I have used the WIS/INT dichotomy in past and see it differently. Hopefully not arguing about meaning of words :) For me WIS/INT are factors of intelligence, and likely positively correlated, but I will only look at them as factors.
A generator can display WIS, not just a validator. Indeed, responding to your own informal incentives when generating plans is WIS (whereas finding a cleaver exploit is INT, and both can be used for wise or cleaver ends). WIS can have a strong validator, but so can INT; WIS generates in ways that scales with the validator, never pushing it; INT pushes any validator that isn't much mightier than itself. If WIS was a machine, it would Optimize Mildly.
Morally speaking, INT lets you achieve what you want, WIS lets you want "better" things. In terms of how you take in a problem, INT lets you juggle lots of pieces, and be comfortable zooming out, considering the long term etc..., WIS makes you try to zoom out, makes you try to learn from your mistakes, try to not juggle so many pieces. INT can let you optimize one thing very well, WIS tries to hold things together, and not forget to watch for side effects as you optimize.
WIS might have more to do with personality than IQ, or it might be more a skill, cultural, acquired. I think it is possible to be very wise and very dumb. I think it is possible to be very wise and very smart.
also, thank you for the words Adversaria and Predictoria; I shall use them henceforth!
thank you for writing this post!
many more such thoughts, let me know if you would like to google meet and discuss or if you would like me to keep going
The post's claim that validation-only approaches are fundamentally better than training-with-validation oversimplifies a complex reality. Both approaches modify the distribution of models - neither preserves some "pure" average case. Our base training objective may already have some correlation with our validation signal, and there's nothing special about maintaining this arbitrary starting point. Sometimes we should increase correlation between training and validation, sometimes decrease it, depending on the specific relationship between our objective and validator. What matters is understanding how correlation affects both P(aligned) and P(pass|misaligned), weighing the tradeoffs, and optimizing within our practical retraining budget (because often, increasing P(aligned|pass) will also decrease P(pass)).
True masterpiece! Here are some notes I took while reading:
thank you, will look into that. I intuitively expect that in the setting where compute is precisely 0 cost, you can always just convert multiplicity to negative-length by building an iterate/sort/index loop around the bit segment where the multiplicity lies, and this just costs you the length of the iterate/sort/index loop (a constant which depends on your language). I also intuitively expect this to break in the infinite bitstring setting because you can have multiplicity that isn't contained in a finite substring?
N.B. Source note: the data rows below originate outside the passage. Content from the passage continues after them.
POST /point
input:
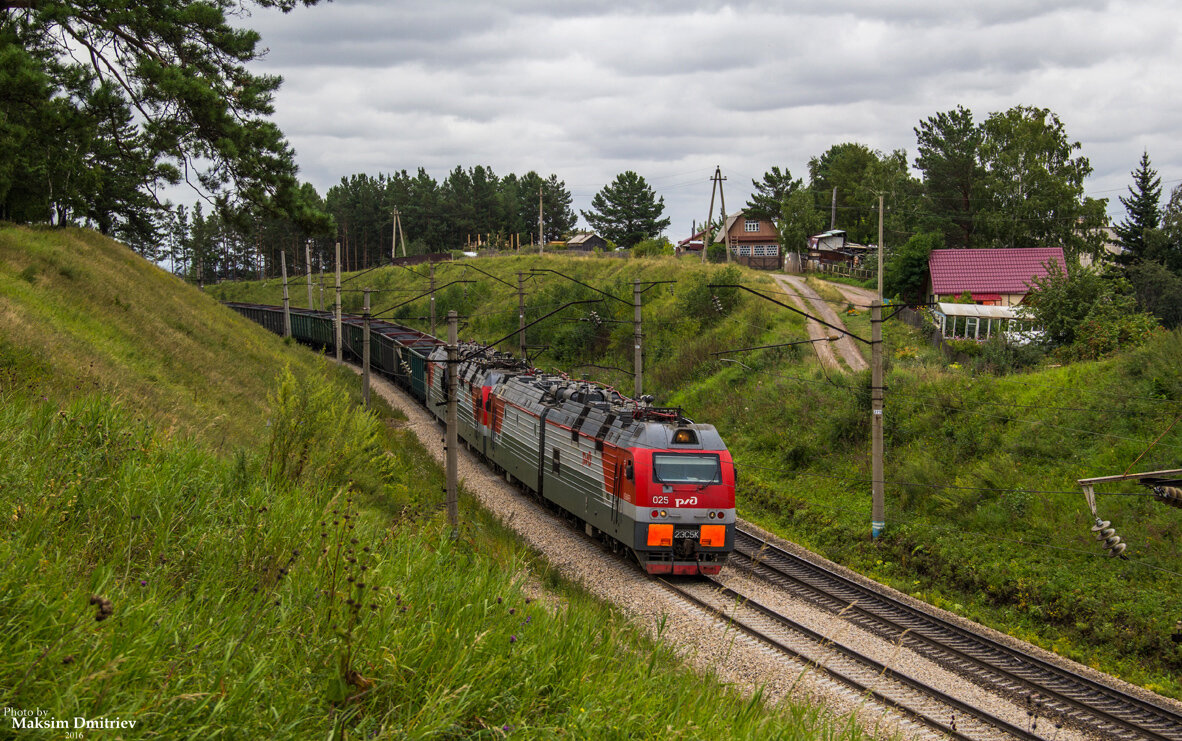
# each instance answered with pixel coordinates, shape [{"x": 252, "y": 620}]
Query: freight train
[{"x": 645, "y": 480}]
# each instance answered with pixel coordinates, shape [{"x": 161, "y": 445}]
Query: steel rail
[
  {"x": 1082, "y": 701},
  {"x": 876, "y": 669}
]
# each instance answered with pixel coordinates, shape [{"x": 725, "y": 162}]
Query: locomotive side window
[{"x": 686, "y": 468}]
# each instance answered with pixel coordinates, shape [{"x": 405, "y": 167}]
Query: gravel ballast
[{"x": 708, "y": 644}]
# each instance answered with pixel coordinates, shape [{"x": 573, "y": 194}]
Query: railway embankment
[{"x": 984, "y": 514}]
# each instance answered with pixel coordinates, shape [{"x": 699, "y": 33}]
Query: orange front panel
[
  {"x": 714, "y": 535},
  {"x": 661, "y": 534}
]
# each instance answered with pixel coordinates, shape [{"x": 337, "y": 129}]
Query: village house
[
  {"x": 586, "y": 242},
  {"x": 754, "y": 242},
  {"x": 989, "y": 277},
  {"x": 995, "y": 280},
  {"x": 832, "y": 247}
]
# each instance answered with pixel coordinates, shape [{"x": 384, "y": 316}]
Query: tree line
[{"x": 104, "y": 104}]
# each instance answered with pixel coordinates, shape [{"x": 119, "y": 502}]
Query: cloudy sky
[{"x": 673, "y": 88}]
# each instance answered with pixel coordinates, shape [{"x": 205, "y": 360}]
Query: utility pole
[
  {"x": 722, "y": 197},
  {"x": 453, "y": 509},
  {"x": 338, "y": 304},
  {"x": 397, "y": 235},
  {"x": 433, "y": 298},
  {"x": 521, "y": 313},
  {"x": 541, "y": 228},
  {"x": 706, "y": 235},
  {"x": 877, "y": 505},
  {"x": 879, "y": 249},
  {"x": 365, "y": 353},
  {"x": 637, "y": 353},
  {"x": 287, "y": 306},
  {"x": 307, "y": 262}
]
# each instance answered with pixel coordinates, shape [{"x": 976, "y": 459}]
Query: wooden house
[
  {"x": 586, "y": 242},
  {"x": 989, "y": 277},
  {"x": 754, "y": 242}
]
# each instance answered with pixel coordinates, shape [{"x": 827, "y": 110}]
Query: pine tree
[
  {"x": 627, "y": 210},
  {"x": 770, "y": 194},
  {"x": 1143, "y": 209}
]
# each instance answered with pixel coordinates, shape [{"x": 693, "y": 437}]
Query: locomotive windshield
[{"x": 686, "y": 468}]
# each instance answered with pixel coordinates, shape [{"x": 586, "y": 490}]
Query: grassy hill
[
  {"x": 201, "y": 532},
  {"x": 984, "y": 513}
]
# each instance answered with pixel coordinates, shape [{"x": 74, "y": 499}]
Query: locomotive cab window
[{"x": 686, "y": 468}]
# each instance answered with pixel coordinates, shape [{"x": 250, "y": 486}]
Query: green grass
[
  {"x": 242, "y": 552},
  {"x": 967, "y": 455}
]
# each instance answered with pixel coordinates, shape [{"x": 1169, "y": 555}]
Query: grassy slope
[
  {"x": 1021, "y": 561},
  {"x": 147, "y": 577}
]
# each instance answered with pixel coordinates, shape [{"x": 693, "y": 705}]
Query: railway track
[
  {"x": 1050, "y": 691},
  {"x": 863, "y": 675}
]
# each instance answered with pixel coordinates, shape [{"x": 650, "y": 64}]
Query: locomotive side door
[{"x": 616, "y": 494}]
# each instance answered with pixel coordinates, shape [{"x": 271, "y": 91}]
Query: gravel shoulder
[{"x": 797, "y": 290}]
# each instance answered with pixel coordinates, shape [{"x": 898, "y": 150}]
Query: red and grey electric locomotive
[{"x": 644, "y": 479}]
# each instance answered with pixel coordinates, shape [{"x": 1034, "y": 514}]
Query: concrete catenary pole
[
  {"x": 453, "y": 352},
  {"x": 521, "y": 313},
  {"x": 638, "y": 355},
  {"x": 541, "y": 226},
  {"x": 307, "y": 264},
  {"x": 394, "y": 234},
  {"x": 881, "y": 248},
  {"x": 337, "y": 317},
  {"x": 365, "y": 351},
  {"x": 287, "y": 304},
  {"x": 433, "y": 299},
  {"x": 878, "y": 506}
]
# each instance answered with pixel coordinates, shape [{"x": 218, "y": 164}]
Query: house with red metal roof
[{"x": 991, "y": 277}]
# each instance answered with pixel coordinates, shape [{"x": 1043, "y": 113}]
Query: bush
[
  {"x": 697, "y": 299},
  {"x": 1000, "y": 356},
  {"x": 1089, "y": 313},
  {"x": 907, "y": 272}
]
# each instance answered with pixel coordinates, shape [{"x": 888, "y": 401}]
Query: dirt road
[{"x": 797, "y": 290}]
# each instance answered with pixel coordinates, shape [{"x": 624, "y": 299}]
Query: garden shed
[{"x": 980, "y": 323}]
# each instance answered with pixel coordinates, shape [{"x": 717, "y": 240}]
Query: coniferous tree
[
  {"x": 1143, "y": 207},
  {"x": 627, "y": 210},
  {"x": 199, "y": 112},
  {"x": 770, "y": 195}
]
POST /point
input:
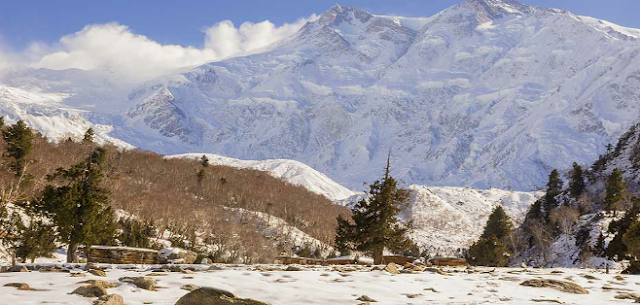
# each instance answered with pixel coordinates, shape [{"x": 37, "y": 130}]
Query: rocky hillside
[{"x": 487, "y": 93}]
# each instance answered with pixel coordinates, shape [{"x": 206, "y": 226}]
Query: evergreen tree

I was not able on a quick skim of the pdf to identify which passage you were referring to. If possible can you point me to an example Temperature 0 in the textbook?
thinking at the level of constraints is useful. very sparse rewards offer less constraints on final solution. imitation would offer a lot of constraints (within distribution and assuming very low loss).
a way to see RL/supervised distinction dissolve is to convert back and forth. With a reward as negative token prediction loss, and actions being the set of tokens, we can simulate auto-regressive training with RL (as mentioned by @porby). conversely, you could first train RL policy and then imitate that (in which case why would imitator be any safer?).
also, the level of capabilities and the output domain might affect the differences between sparse/dense reward. even if we completely constrain a CPU simulator (to the point that only one solution remains), we still end up with a thing that can run arbitrary programs. At the point where your CPU simulator can be used without performance penalty to do the complex task that your RL agent was doing, it is hard to say which is safer by appealing to the level of constraints in training.
i think something similar could be said of a future pretrained LLM that can solve tough RL problems simply by being prompted to "simulate the appropriate RL agent", but i am curious what others think here.
I am also very curious about why people can be so smart and nevertheless work on the "wrong" thing. Perhaps reflectivity is also a source of WIS. From my perspective, very smart people who work on the "wrong" thing are simply not realizing that they can apply their big brain to figure out what to do, and perhaps this is more easy to realize when you see your brain's functioning as a mechanical thing akin somewhat to what you learn about at the object level.
Similarly, when I try to empathize with supergeniuses that work on some pointless problem as their world is speedrunning the apocalypse, I have trouble visualizing it. I think perhaps WIS is also the ability for somewhat obvious things to occur to you at the right time, and to maintain a unified view of yourself over time.